On Mon, 20 Jun 2011, Jim Silverton wrote:
> I a using plink on a large SNP dataset with a .map and .ped file. I want
> to get some sort of file say a list of all the SNPs that plink is saying
> that I have. ANyideas on how to do this?
All the SNPs you have are listed in the .map file. An easy way to put the
data in to R, if there isn't too much, is to do this:
plink --file whatever --out whatever --recodeA
That will make a file called whatever.raw, single space delimited,
consisting of minor allele counts (0, 1, 2, NA) that you can bring into R
like this:
data <- read.table("whatever.raw", delim=" ", header=T)
If you have tons of data, you'll want to work with the compact binary
format (four genotypes per byte):
plink --file whatever --out whatever --make-bed
Then see David Duffy's reply. However, I'm not sure if R can work with
the compact format in memory. It might expand those genotypes (minor
allele counts) from two-bit integers to double-precision floats. What
does read.plink() create in memory?
There is another package I've been meaning to look at that is supposed to
help with the memory management problem for large genotype files:
http://cran.r-project.org/web/packages/ff/
I haven't used it yet, but I am hopeful. Maybe David Duffy or someone
else here will know more about it.
If you have a lot of data, also consider chopping the data into pieces
before loading it into R. That's what we do. With a 100 core system, I
break the data into 100 files (I use the GNU/Linux "split" command and
a
few other tricks) and have all 100 cores run at once to analyze the data.

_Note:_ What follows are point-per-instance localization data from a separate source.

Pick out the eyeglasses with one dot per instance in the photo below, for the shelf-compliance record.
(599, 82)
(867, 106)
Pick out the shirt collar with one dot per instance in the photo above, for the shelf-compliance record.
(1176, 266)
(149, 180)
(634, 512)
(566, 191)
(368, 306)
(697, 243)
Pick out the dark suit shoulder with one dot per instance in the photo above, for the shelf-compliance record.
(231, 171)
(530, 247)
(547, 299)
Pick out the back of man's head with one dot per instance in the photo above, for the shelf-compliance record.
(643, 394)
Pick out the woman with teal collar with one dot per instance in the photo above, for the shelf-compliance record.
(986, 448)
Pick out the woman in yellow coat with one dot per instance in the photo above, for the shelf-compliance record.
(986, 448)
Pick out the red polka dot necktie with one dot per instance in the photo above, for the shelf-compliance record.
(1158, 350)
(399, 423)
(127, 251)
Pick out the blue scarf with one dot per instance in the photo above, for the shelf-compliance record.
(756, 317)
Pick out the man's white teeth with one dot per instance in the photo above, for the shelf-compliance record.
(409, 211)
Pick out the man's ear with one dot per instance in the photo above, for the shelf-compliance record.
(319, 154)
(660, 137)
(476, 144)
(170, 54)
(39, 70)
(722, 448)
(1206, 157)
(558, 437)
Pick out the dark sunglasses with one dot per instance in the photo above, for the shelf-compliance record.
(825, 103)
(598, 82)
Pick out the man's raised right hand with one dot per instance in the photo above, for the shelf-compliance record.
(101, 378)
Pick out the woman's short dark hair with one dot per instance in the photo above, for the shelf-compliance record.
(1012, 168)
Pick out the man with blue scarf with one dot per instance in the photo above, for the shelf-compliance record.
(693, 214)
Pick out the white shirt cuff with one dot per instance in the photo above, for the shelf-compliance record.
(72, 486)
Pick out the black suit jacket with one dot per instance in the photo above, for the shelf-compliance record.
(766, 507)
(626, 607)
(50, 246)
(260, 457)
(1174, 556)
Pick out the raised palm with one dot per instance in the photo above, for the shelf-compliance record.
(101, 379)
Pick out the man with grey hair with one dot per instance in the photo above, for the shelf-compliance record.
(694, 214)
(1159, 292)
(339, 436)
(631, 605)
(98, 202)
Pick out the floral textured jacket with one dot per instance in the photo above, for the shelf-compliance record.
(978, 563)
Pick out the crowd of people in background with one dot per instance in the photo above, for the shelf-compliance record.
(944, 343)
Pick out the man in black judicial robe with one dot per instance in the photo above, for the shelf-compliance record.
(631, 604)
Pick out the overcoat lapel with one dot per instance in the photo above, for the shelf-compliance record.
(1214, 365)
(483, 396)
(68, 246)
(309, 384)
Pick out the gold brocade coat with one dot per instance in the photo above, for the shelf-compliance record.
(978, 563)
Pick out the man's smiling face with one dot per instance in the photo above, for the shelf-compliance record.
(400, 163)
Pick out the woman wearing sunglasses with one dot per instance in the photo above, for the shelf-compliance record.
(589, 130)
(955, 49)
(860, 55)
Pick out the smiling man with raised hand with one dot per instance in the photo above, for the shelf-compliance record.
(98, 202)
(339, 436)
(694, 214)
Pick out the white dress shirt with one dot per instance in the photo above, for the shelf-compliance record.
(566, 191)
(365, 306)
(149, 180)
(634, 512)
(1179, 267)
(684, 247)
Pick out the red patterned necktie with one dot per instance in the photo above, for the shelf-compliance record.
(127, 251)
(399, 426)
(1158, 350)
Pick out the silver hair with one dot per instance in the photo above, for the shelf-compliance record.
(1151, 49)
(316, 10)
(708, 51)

When I work with genotype data as allele counts using Octave, I store the
data, both in files and in memory, as unsigned 8-bit integers, using 3 as
the missing value. That's still inefficient compared to the PLINK system,
but it is way better than using doubles.
Best,
Mike
--
Michael B. Miller, Ph.D.
Minnesota Center for Twin and Family Research
Department of Psychology
University of Minnesota